Egbert's son Aethelred was just as determined to avenge his sister's murder. He was perhaps Northumbria's most gifted ruler - a brilliant political and military visionary, manager of finances and even a pious servant of God. His continued his father's campaign against the Saxons, taking Cantware, Suth Seaxe and West Seaxe in 894, extending the realm to the southern channel for the first time. The last Saxon lands fell in 895, and King Harold of the Saxons was slain in Detmar that year. He then turned to the treacherous Welsh, taking all their remaining provinces in 897. Mervyn, Prince of Wales, was killed in the battle of Pouis.

Aethelred built a castle in old Saxon lands at Lundenwic on the River Thames, where he moved the capital to symbolize the dawning of a new era of unity. Aethelred also sought to convey a message of faith and hope to his subjects with his church building efforts, the centerpiece of which was the Beornice Cathedral, the finest in all Christendom for many years. When the King went on a pilgrimage to Rome in 900, the Pope expressed his personal gratitude and sent bishops to fully incorporate the church in Britain to the Roman hierarchy.

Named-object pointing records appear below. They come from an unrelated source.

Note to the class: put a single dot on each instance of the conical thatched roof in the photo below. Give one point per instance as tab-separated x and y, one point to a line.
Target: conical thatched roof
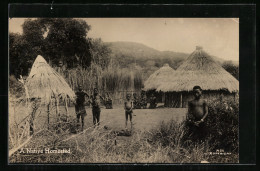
44	82
200	69
158	77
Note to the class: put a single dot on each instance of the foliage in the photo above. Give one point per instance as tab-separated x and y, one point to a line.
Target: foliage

Although the island of Britain was secure, Aethelred did not want to be taken by surprise by the Irish or Norsemen as his father was with the Welsh. And new powers were arising on the Continent that were already casting hungry eyes toward Britain - the Normans, the French, the Germans. Moreover, after his pilgrimage, Aethelred felt it his sacred duty to bring all the lands he could into the Roman Catholic fold. The Vikings had continued to worship the pagan gods, and the Irish refused to relinquish their ecclesiastical independence. Aethelred launched a massive invasion of Ireland in 901, attacking all five provinces simultaneously. The Irish folded within three years under his withering assault. The Irish King Donal died during the siege of Brega in 904. Aethelred's armies then made quick work of the Norse outposts on the Isle of Man and Domon.

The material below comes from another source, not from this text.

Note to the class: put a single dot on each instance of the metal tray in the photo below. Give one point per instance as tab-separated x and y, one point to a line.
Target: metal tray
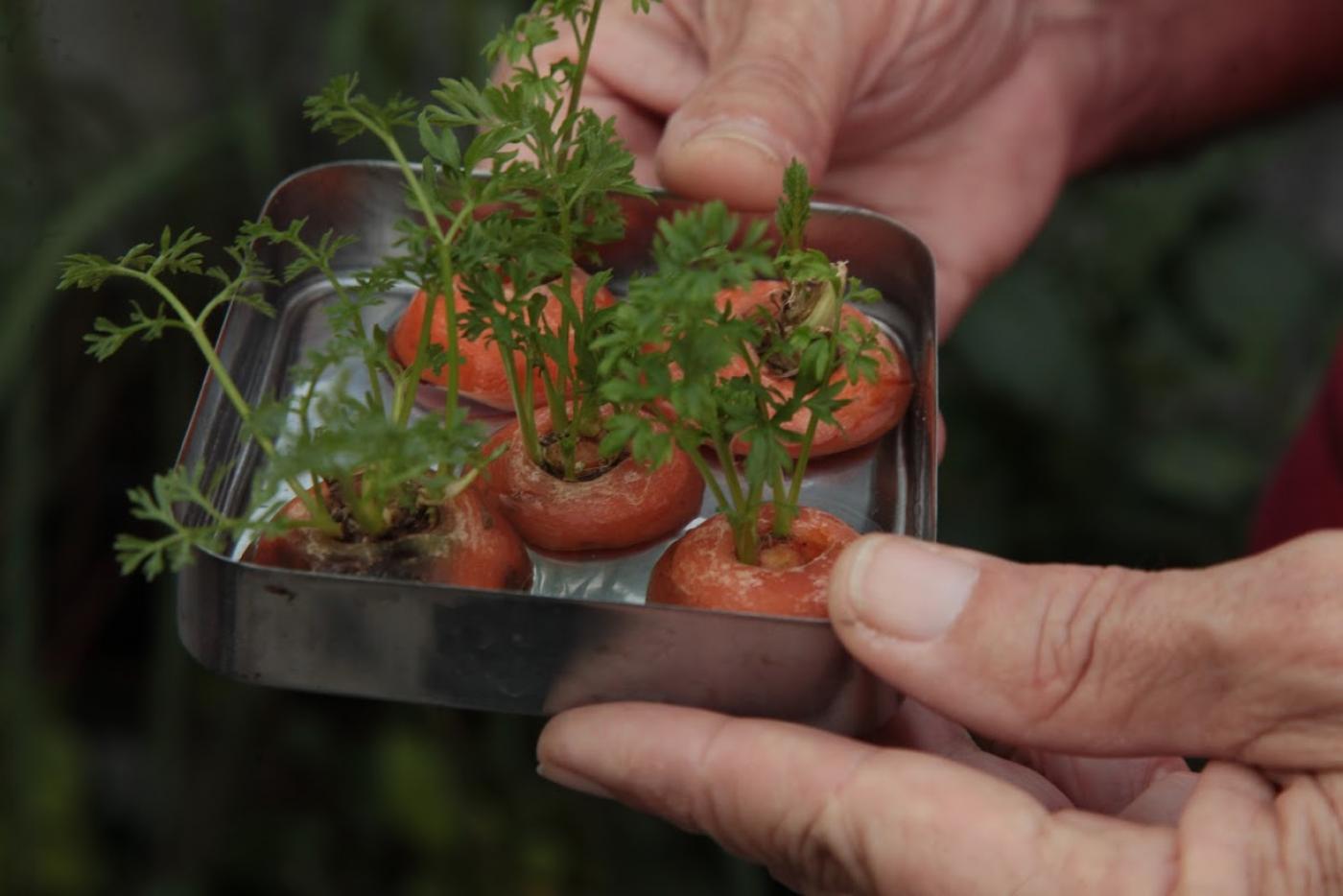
581	634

With all the British Isles under his control, Aethelred was anointed Bretwealda in 904 by the Archbishops of York and Canterbury. Bretwealda was a title dating back before the Viking invasion given to the first among equals of the Anglo-Saxon kings. The Archbishops said the old title would take a new meaning - King of the British Realms - a man who could stand as equal with the monarchs and emperors of the Continent. And who could defend his homeland admirably, should a new menace emerge.

frogbeastegg
05-27-2004, 09:31
This is one of the few non-story based write ups I have found interesting. Historical style reports usually lose my interest with a long stream of dates, and little in the way of actual events. You avoided this http://www.totalwar.org/forum/non-cgi/emoticons/smile.gif

Rufus
05-27-2004, 18:49
Thanks - glad you enjoyed it http://www.totalwar.org/forum/non-cgi/emoticons/cool.gif

Ludens
05-27-2004, 19:59
A very good story, Rufus. What I think best is the way you keep refering to God. That makes it seem very authentic.

Ethelred the Unready Jr
05-27-2004, 20:07
Enjoyed this much. Wish there was more http://www.totalwar.org/forum/non-cgi/emoticons/bigthumb.gif

nizar
05-29-2004, 10:36
your tale has renewed my interest to conquer britannia.